Estaba lo bastante cerca para poder leer los títulos. La mayoría estaban en hebreo, pero había un grupo sobre política estadounidense, incluyendo algunos de los ejemplares neoconservadores que habían figurado en las listas del New York Times de los libros más vendidos: Terrorism: How the West Can Win; Inside the New Jihad; The Coming Clash; The Gathering Storm. De repente sintió que ya tenía una imagen de Guttman. Al fin y al cabo, Washington estaba lleno de personas que compartían sus puntos de vista en política. Ella había conocido a unos cuantos en varias recepciones a las que había acompañado a Edward, mientras este se trabajaba la sala y ella observaba sin apartarse de su lado. El recuerdo surgió en su mente, y con él una punzada de dolor. Edward.
– Por favor, sígame, sígame.
Su guía no oficial había reaparecido y la hacía avanzar. La gente formaba una fila a la espera de presentar el pésame a la familia. Intentó entender qué decían los que tenía delante, pero no pudo: hablaban en hebreo.
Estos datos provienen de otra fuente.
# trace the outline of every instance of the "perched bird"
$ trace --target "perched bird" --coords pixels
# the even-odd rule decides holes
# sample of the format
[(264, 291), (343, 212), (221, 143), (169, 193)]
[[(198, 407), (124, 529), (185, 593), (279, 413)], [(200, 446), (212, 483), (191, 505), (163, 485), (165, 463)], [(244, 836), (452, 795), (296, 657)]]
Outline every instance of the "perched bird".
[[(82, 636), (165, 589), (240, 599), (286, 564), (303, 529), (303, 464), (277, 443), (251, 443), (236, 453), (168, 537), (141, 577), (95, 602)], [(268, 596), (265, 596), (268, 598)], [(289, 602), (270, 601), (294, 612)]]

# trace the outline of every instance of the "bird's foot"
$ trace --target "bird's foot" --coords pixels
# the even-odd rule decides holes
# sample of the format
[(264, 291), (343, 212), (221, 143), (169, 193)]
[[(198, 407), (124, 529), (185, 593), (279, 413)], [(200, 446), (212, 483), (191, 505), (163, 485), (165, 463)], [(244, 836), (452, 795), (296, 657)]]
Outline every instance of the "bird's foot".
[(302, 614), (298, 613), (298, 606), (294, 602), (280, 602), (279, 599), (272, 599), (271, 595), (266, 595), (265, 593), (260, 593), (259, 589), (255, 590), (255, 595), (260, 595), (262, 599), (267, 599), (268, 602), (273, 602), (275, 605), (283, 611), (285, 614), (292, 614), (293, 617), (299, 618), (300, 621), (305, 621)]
Al fin le llegó el tumo de estrechar la mano a los familiares, de inclinar la cabeza respetuosamente ante cada uno de ellos y de poner expresión compungida. Primero la hija, que solo la miró brevemente a los ojos. Tenía unos cuarenta años, el pelo corto, castaño y salpicado de canas. Era atractiva; su rostro denotaba un carácter fuerte y práctico. Maggie supuso que era la persona que en esos momentos se hallaba al frente de la situación.